Consider this alternative: make the translations table a simple three column table - a non-unique id, a locale and a string. Together the non-unique id and the locale make up the primary key. For each column in another table that needs a translation, replace that column with a partial key to the translations table id column. Whenever you select a row needing translations from a table, you simply add a join to the translations table using the partial key and the locale.

+------------------+------------------+------+-----+---------+-------+
| Field            | Type             | Null | Key | Default | Extra | 
+------------------+------------------+------+-----+---------+-------+
| id               | int(11) unsigned |      | PRI | 0       |       |       
| locale           | varchar(10)      |      | PRI |         |       |       
| localized_string | text             |  yes |     | NULL    |       |       
+------------------+------------------+------+-----+---------+-------+

pros

  • referential integrity
  • extensible - new or changed locale just means additional rows

cons

  • more complicated SQL - enough so to affect preformance? It depends on how many translations are needed in one query. I'll start to get worried at six in a single query.

example

translation table

+----+--------+------------------+
| id | locale | localized_string |
+----+--------+------------------+
| 1  | en-us  | hello            |
| 1  | de     | Guten Tag        |
| 2  | en-us  | help             |
| 2  | de     | Hilfe            |
+----+--------+------------------+

a table

+----+----------+----------+
| id | greeting | danger   |
+----+----------+----------+
| 1  | 1        | 2        |
+----+----------+----------+

sql for english

select a.id, g.localized_string as greeting, d.localized_string as danger
from ((a join translation as g on a.greeting = g.id)
         join translation as d on a.greeting = d.id)
where
 g.locale = 'en-us' 
 and d.locale = 'en-us';
+----+----------+----------+
| id | greeting | danger   |
+----+----------+----------+
| 1  | hello    | help     |
+----+----------+----------+

Now there are a couple of problems with this simplified technique. First, if you have a query that requires ten localized strings, then you need to add ten joins to the query. Nesting joins that deep make the SQL nearly unreadable.
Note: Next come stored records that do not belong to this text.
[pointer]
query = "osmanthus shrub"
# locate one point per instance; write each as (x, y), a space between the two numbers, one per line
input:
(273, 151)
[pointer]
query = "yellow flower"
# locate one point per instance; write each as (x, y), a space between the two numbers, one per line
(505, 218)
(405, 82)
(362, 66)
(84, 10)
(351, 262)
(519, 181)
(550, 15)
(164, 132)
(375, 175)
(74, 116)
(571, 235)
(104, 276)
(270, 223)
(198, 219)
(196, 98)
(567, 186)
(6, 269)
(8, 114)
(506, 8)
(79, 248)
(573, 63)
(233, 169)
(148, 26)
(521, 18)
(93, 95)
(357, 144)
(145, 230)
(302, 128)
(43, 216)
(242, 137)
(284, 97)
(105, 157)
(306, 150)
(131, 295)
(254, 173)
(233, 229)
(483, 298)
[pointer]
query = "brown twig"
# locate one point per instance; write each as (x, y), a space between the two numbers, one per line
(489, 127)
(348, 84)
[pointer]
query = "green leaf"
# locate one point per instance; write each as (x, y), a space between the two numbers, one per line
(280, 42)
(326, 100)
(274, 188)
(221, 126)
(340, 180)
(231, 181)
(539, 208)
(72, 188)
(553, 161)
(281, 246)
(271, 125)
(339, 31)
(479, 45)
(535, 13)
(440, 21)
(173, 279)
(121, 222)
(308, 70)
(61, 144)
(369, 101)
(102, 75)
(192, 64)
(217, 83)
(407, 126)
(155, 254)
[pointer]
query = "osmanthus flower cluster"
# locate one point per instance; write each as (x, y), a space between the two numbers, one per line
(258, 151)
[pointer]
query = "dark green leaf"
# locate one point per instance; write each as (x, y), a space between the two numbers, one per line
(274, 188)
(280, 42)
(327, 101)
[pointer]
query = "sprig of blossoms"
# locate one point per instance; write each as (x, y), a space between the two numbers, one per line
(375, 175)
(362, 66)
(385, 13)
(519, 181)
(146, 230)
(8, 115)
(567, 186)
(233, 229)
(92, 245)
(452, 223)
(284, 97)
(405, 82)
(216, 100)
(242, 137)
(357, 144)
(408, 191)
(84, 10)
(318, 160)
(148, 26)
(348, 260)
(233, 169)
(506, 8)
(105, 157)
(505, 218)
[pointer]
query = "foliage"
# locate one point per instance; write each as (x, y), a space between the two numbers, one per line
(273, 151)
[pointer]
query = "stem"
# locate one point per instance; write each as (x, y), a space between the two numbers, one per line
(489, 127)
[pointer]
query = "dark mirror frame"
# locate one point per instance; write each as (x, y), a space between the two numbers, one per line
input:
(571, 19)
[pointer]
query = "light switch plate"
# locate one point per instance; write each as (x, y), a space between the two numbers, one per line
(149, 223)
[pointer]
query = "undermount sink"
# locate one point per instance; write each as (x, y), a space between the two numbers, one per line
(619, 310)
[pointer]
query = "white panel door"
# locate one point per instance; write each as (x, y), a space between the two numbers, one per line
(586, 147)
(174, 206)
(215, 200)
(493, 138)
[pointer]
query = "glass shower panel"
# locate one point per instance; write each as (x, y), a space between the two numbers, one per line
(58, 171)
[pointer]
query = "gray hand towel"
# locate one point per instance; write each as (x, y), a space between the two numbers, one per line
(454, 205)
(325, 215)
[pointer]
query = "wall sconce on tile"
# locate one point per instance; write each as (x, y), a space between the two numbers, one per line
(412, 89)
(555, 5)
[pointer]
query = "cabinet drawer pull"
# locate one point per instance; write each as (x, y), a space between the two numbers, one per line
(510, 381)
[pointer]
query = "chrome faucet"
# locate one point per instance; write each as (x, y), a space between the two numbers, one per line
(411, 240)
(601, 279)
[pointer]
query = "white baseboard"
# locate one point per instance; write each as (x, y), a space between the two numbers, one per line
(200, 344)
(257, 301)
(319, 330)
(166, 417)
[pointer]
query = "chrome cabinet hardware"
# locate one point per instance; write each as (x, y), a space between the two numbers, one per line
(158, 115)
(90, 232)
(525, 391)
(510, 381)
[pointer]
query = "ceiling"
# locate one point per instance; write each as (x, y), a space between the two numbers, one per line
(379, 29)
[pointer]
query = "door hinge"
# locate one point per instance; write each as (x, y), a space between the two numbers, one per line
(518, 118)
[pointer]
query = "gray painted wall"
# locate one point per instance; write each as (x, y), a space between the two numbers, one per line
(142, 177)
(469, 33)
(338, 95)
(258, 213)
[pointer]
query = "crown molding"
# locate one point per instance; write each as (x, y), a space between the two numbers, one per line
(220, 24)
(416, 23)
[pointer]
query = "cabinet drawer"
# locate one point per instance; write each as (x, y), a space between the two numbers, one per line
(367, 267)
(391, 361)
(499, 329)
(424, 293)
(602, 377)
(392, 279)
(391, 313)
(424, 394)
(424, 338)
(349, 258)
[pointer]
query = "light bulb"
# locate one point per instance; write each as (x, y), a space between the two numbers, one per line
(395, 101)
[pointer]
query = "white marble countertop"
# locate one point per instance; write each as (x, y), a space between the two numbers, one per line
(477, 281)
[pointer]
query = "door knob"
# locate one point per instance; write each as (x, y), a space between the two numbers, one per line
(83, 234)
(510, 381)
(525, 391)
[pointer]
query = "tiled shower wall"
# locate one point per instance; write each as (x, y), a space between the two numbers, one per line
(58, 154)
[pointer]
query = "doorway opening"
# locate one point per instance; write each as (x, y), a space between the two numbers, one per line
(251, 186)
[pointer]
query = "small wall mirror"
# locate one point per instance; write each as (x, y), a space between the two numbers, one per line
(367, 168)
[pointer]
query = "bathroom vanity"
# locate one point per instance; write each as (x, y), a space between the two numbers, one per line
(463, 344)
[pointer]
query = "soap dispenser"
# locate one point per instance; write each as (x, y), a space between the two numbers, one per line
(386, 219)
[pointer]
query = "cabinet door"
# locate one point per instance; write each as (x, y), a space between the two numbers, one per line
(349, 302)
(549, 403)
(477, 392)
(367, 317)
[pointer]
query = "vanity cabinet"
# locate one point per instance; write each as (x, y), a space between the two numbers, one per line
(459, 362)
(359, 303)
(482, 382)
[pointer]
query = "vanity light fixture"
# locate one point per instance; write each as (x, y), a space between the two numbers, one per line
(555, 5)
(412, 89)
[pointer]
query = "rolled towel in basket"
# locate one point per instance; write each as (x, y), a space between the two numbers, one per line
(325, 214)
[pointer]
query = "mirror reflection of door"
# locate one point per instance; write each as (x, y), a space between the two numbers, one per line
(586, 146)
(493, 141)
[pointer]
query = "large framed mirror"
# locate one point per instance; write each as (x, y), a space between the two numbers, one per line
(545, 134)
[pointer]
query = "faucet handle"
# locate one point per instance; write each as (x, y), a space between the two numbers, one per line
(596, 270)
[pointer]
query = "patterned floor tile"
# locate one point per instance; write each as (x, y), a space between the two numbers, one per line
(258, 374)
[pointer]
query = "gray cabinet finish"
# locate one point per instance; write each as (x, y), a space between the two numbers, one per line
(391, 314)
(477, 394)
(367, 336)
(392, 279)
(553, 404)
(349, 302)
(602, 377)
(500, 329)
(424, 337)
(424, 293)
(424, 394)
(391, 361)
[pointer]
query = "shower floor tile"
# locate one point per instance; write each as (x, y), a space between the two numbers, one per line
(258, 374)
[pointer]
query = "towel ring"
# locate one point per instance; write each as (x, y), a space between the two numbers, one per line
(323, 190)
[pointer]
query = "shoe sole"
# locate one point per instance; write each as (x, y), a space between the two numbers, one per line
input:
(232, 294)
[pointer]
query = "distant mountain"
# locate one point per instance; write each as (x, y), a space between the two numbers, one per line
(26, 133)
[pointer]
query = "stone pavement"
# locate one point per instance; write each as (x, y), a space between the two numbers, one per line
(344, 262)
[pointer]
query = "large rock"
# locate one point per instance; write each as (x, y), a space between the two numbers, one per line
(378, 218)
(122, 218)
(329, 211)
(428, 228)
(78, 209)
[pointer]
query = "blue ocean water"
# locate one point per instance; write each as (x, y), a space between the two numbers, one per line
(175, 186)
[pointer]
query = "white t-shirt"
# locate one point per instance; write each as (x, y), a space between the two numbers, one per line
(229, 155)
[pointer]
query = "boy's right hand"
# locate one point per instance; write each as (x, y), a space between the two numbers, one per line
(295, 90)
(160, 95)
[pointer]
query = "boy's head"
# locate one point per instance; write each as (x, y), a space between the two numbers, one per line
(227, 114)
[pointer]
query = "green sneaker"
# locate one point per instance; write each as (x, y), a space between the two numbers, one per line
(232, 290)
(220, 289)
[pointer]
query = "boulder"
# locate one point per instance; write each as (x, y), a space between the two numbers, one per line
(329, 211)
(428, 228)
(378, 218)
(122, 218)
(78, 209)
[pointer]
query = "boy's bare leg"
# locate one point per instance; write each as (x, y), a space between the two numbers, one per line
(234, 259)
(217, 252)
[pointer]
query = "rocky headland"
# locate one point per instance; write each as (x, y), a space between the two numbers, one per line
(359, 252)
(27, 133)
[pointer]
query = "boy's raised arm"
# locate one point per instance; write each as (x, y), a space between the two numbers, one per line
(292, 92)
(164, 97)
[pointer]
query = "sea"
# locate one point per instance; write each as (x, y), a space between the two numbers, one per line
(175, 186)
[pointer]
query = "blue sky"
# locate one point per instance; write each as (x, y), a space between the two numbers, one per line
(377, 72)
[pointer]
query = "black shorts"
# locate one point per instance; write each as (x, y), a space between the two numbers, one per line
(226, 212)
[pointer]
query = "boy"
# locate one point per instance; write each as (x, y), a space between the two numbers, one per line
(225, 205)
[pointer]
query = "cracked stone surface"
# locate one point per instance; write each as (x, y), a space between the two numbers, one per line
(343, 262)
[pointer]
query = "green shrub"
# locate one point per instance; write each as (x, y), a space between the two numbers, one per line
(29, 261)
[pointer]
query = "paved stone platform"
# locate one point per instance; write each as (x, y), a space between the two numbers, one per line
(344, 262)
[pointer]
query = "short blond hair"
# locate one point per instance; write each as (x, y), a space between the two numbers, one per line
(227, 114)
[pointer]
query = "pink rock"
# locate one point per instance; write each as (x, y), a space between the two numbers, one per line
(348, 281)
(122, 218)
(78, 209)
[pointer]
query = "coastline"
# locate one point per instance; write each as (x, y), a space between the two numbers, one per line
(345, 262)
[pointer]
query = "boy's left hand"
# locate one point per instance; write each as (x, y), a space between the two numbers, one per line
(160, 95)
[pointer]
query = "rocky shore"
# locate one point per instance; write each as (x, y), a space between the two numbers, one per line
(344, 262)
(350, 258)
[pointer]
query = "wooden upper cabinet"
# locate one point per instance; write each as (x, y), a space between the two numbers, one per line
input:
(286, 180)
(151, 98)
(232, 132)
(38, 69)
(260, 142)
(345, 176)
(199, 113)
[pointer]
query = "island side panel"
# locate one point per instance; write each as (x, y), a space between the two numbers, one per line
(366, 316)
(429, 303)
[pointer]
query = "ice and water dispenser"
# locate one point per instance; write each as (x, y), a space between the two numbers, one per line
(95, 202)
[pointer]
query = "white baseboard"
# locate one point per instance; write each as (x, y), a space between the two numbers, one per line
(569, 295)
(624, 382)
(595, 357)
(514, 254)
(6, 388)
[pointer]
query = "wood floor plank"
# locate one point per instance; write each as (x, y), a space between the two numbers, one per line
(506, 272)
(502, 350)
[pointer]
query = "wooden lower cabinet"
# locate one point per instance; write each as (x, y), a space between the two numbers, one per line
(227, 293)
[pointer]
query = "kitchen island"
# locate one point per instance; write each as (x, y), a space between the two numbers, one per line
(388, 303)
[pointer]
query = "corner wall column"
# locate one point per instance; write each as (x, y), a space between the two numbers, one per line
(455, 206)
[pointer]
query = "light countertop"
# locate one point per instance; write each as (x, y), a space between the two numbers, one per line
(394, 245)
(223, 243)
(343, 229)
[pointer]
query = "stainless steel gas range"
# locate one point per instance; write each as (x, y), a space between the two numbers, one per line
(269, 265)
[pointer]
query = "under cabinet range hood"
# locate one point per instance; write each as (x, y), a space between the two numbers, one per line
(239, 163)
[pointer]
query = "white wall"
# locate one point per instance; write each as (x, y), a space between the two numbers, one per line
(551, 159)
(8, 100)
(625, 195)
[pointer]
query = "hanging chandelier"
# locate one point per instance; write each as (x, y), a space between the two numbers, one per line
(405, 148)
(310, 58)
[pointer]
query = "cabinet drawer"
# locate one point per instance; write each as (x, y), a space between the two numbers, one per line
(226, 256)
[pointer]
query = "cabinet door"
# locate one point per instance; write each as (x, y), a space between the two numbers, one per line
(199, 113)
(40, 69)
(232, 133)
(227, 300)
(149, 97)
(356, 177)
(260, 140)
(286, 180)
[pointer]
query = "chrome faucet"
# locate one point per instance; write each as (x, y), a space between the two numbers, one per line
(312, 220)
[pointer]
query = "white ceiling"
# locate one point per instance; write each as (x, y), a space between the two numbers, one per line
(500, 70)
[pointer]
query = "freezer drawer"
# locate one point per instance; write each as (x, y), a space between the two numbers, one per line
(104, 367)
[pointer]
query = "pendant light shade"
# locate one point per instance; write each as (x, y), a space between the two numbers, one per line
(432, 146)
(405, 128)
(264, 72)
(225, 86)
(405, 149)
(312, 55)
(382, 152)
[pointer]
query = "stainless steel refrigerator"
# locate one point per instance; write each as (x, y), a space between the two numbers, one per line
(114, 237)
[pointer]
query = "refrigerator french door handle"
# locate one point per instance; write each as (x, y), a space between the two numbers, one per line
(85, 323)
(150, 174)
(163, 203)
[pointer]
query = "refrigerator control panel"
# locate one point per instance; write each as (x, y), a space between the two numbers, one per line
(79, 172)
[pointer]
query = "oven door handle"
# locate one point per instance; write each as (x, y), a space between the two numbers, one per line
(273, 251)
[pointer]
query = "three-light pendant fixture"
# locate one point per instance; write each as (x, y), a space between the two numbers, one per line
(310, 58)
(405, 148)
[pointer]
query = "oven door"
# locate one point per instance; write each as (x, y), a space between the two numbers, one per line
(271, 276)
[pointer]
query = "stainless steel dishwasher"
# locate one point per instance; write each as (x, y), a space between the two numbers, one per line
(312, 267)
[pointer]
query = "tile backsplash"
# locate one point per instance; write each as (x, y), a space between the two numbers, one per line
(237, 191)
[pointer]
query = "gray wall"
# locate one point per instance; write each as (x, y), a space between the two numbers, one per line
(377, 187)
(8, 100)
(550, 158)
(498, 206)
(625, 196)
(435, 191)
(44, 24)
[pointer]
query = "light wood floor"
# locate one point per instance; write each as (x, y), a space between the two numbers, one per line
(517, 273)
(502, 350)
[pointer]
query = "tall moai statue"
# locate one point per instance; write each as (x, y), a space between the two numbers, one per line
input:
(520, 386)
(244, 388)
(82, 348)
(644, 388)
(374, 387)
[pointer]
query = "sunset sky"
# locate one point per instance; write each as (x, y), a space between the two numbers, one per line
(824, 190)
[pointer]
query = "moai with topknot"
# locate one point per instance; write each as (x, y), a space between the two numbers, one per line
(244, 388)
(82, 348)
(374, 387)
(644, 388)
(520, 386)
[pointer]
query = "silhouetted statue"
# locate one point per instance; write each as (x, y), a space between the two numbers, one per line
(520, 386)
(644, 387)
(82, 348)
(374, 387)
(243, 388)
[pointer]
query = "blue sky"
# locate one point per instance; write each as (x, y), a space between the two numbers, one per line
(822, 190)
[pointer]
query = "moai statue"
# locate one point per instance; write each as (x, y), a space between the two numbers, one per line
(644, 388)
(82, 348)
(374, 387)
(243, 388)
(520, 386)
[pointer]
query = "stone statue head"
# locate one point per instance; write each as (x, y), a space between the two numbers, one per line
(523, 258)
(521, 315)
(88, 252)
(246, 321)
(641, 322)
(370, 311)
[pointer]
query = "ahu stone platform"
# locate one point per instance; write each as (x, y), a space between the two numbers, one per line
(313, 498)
Second, if a localized string is missing, there is no simple (non-hacky) way to fetch a default value without resorting to another query.

Updating locales

These steps are most commonly executed in order.

extracting

After l10n strings have been added to the code files/views, they have to be extracted. There's a shell script that goes through the controllers, models and views (.php and .thtml files) and searches for gettext strings. The extracted strings are stored into ./messages.po .

Execute from the app dir:
./locale/extract-po.sh

merging

To bring the respective .po files of the individual locales up to date, execute from the app directory:

./locale/merge-po.sh messages.po ./locale
where messages.po is the file created by the extraction step and ./locale is the directory in which all the locales lie. The merge script will merge the new strings from messages.po into every *.po file underneath ./locale, then.

"compiling"

After translation, plain text .po files (PO = portable object) have to be translated into binary .mo files (MO = machine object). There's a third script you can run for that:

./locale/compile-mo.sh ./locale

This will make a .mo file in the same directory of every .po file.